NVIDIA’s 120B Nemotron 3 Runs Like a 12B Model

Sanket Chaukiyal

March 24, 2026

TL;DR

  • NVIDIA released Nemotron 3 Super, a 120B-parameter hybrid Mamba-Transformer MoE model that activates just 12B parameters per inference — slashing compute costs while maintaining performance.
  • The model delivers a 1M token context window and clocks 2.2x better throughput than GPT-OSS-120B, positioning NVIDIA squarely against Google DeepMind and Anthropic in the efficiency wars.
  • Available now via API, Nemotron 3 Super targets developers chasing long-context tasks without the infrastructure headaches of dense transformer models.
  • NVIDIA‘s hybrid architecture blends Mamba state-space layers with transformer attention — a bet that selective computation beats brute-force scaling.

NVIDIA Drops Nemotron 3 Super into the MoE Arena

NVIDIA launched Nemotron 3 Super, a 120-billion-parameter hybrid model that uses Mixture-of-Experts routing to activate only 12 billion parameters during inference. The model ships with a 1-million-token context window and is available now through NVIDIA’s API. This isn’t just another model drop — it’s NVIDIA signaling it wants a seat at the table where Google, Anthropic, and OpenAI argue about who builds the most efficient frontier systems.

The architecture mixes Mamba state-space layers with traditional transformer attention. NVIDIA claims the hybrid design delivers 2.2x the throughput of GPT-OSS-120B, a comparable open-weight model, while handling contexts that stretch to a million tokens.

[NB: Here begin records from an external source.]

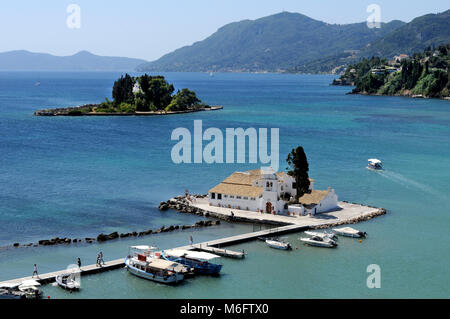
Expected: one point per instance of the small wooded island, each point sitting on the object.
(143, 95)
(423, 75)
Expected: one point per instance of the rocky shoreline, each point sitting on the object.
(87, 110)
(182, 205)
(115, 235)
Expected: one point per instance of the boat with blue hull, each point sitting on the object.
(143, 263)
(199, 261)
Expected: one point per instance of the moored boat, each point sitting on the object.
(199, 261)
(27, 289)
(278, 244)
(68, 281)
(319, 241)
(350, 232)
(11, 291)
(322, 235)
(142, 262)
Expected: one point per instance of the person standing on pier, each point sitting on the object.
(100, 257)
(35, 273)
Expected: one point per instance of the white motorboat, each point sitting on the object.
(29, 288)
(319, 241)
(200, 261)
(374, 164)
(350, 232)
(320, 234)
(278, 244)
(68, 281)
(144, 263)
(11, 291)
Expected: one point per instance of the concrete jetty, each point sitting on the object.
(349, 213)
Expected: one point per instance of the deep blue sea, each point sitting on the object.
(79, 176)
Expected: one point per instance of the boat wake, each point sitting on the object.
(407, 182)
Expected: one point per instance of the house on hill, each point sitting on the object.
(266, 191)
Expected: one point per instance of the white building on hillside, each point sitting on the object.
(269, 192)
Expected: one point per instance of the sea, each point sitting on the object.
(80, 176)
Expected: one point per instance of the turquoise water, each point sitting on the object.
(78, 177)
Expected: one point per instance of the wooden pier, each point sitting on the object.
(210, 246)
(350, 213)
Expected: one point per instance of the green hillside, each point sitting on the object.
(423, 74)
(278, 42)
(420, 33)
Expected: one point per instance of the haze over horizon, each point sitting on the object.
(139, 29)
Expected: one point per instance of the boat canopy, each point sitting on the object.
(347, 230)
(29, 284)
(191, 254)
(166, 265)
(143, 247)
(10, 285)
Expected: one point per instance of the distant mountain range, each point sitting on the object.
(283, 42)
(81, 61)
(292, 42)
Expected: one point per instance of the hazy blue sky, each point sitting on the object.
(150, 28)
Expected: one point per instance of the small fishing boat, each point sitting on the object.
(144, 263)
(11, 291)
(68, 281)
(374, 164)
(278, 244)
(320, 234)
(29, 289)
(350, 232)
(319, 241)
(200, 261)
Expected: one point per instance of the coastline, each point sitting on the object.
(407, 95)
(73, 112)
(403, 94)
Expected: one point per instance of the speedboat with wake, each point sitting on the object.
(143, 262)
(199, 261)
(319, 241)
(350, 232)
(375, 164)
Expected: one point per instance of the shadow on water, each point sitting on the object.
(409, 183)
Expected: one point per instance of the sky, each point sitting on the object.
(148, 29)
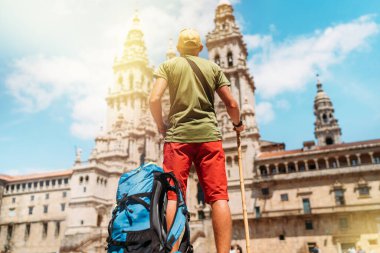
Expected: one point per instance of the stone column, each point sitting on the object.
(327, 163)
(372, 158)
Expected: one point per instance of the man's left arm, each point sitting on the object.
(155, 103)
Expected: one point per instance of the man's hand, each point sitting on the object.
(162, 130)
(239, 129)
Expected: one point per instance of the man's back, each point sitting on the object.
(192, 117)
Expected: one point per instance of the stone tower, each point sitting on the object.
(130, 135)
(128, 140)
(327, 130)
(226, 48)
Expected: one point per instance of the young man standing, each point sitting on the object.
(192, 135)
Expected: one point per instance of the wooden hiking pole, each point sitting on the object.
(242, 189)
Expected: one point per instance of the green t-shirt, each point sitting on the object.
(192, 116)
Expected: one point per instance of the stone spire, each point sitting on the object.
(327, 130)
(130, 134)
(227, 48)
(134, 46)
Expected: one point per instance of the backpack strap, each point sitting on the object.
(206, 87)
(181, 214)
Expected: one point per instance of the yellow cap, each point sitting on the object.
(189, 39)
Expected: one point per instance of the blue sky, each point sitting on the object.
(56, 65)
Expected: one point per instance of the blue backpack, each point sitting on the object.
(138, 222)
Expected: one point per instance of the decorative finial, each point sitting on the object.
(171, 51)
(319, 84)
(78, 154)
(136, 20)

That’s enough runway to process entire codebases, legal documents, or transcripts without chunking.

Nemotron 3 Super joins NVIDIA’s ongoing push into hybrid architectures — models that blend different computational primitives to squeeze more performance per watt. The company clearly believes the future isn’t just bigger transformers. It’s smarter routing.

Why the 12B Active Parameter Count Actually Matters

Here’s the thing about Mixture-of-Experts models: they let you have your cake and eat it too. You get the representational capacity of 120 billion parameters, but each forward pass only activates 12 billion. That’s a 10x reduction in compute per token, which translates directly into faster inference and lower API costs. For developers running tight budgets or latency-sensitive apps, that gap isn’t academic — it’s the difference between viable and prohibitively expensive.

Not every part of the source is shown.